This week’s topic is Top Ten Books I’ve Felt Differently About After Time Has Passed. I really had to think about this one but I’m happy with the bunch I’ve come up with. Quite a few are from school/college as reading a text when you’re not having to study it really does change your perspective!
1. Anansi Boys by Neil Gaiman
I bounced off this book the first time I read it – I just couldn’t get into it at all. Then I picked up again years later when I was stuck for something to read and I fell in love with it. The way Gaiman deals with mythology and storytelling is so satisfying and that ending is utterly brilliant.
2. Frankenstein by Mary Shelley
The first of my school related picks. I read this at speed in one night whilst I was on holiday. I think I was about fourteen and although I enjoyed it it didn’t really strike a chord with me until I was older. Once I understood the origins of the book and a bit more about the fantastic Mary Shelley herself I appreciated it all the more!
3. An Inspector Calls by J B Priestly
Another school text. Perhaps the only thing I truly disliked about English Literature at school was that we had to read plays bit by bit lesson by lesson. You don’t get the full effect and studying plays like this is never the same as seeing them performed. But I watched the recent BBC adaptation and it absolutely blew me away. The writing is so deftly done, how it all ties together and David Thewlis gave a mesmerising performance.

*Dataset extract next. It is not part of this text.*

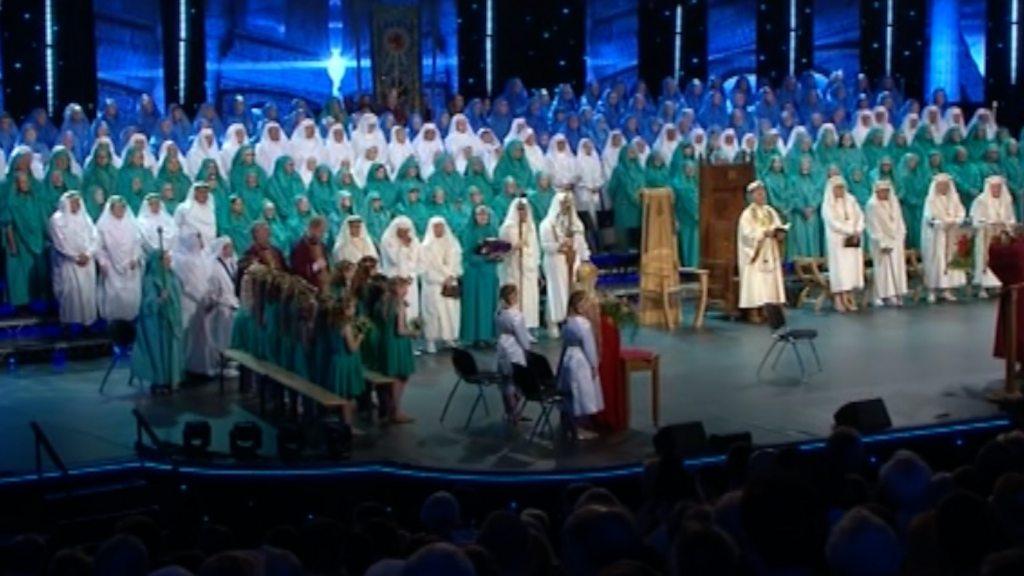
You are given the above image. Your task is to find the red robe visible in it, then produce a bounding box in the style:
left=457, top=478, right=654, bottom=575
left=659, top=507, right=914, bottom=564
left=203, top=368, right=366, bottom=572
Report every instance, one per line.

4. The collected works of William Shakespeare
School again. I love Shakespeare, I always have. Ever since I read the first few pages of the opening to Macbeth at primary school – I mean it had witches and brilliant dialogue what’s not to like? But I never truly felt that I was understanding it or getting the most out of the text. Bizarrely it was only once I did my module on it at uni that I could let myself just feel the language as a whole rather than worrying about all the words!
5. The Whitsun Weddings by Philip Larkin
My final school choice, well, technically college. My AS Literature syllabus was painfully depressing: Philip Larkin and Dancing at Lughnasa oh my. Even Helen, our tutor, was depressed by the end of it. We were all so down that we decided we needed to invent a happy syllabus at the end of the year to save whoever came after us. But rereading Larkin when I wasn’t studying him week in week out was a revelation. I could understand his dark sense of humour better – the beautiful imagery combined with the flatness of phrases like ‘Ate an awful pie’. Few are the poets who could fit that in a stanza.
6. The Wee Free Men (Tiffany Aching #1) by Terry Pratchett
I remember liking this the first time I read it. But I didn’t LOVE it. Not until last year when I reread it in preparation for The Shepherd’s Crown. There are some books that you have to read at a certain time of life I think and this one hit me at the perfect moment. Pratchett gets Tiffany spot on, a very ordinary girl dealing with extraordinary problems all whilst trying to deal with the death of Granny Aching. There’s plenty of humour and wry observations but this is one of his books where he gets the pathos just right too!
7. A Darker Shade of Magic by V.E. Schwab
The first time I read this book I was so bizarrely worried about several plot points and whether the book was going to be as good as I hoped that I think I lost a bit of the enjoyment. Rereading it at the moment is hugely enjoyable. I can fully appreciate Schwab’s sprawling world building, the excellent characters and the banter. A very different experience.
8. Good Omens by Neil Gaiman and Terry Pratchett
This was another one that I enjoyed the first time I read it from the library, but fell head over heels for later. So much so that my paperback copy is falling apart and my boyfriend bought me a shiny new hardback version for my birthday. There’s something new in this book every time I read it and considering how many times I’ve read it that’s truly saying something.
9. Otto and the Flying Twins by Charlotte Haptie
Read and really enjoyed as a kid then rediscovered when I was sorting out my bookshelves a couple of years ago. Reading as an adult there are so many layers I missed as a child. The humour is sly and very dry – especially the part about class and the Karmidee being identifiable because of how they said the word lemon. Haptie is hugely underrated and her book has stayed with me long after I read it.
10. Spindle’s End by Robin Mckinley
The first fairytale retelling I ever read. I liked it, it was fun and though provoking as a kid but once I was older it took on whole other dimensions. The wider genre implications, the idea that ‘princessness’ was something that could be transferred, smiths as mythic figures. It’s all so deftly done you can only see the work when you look really hard.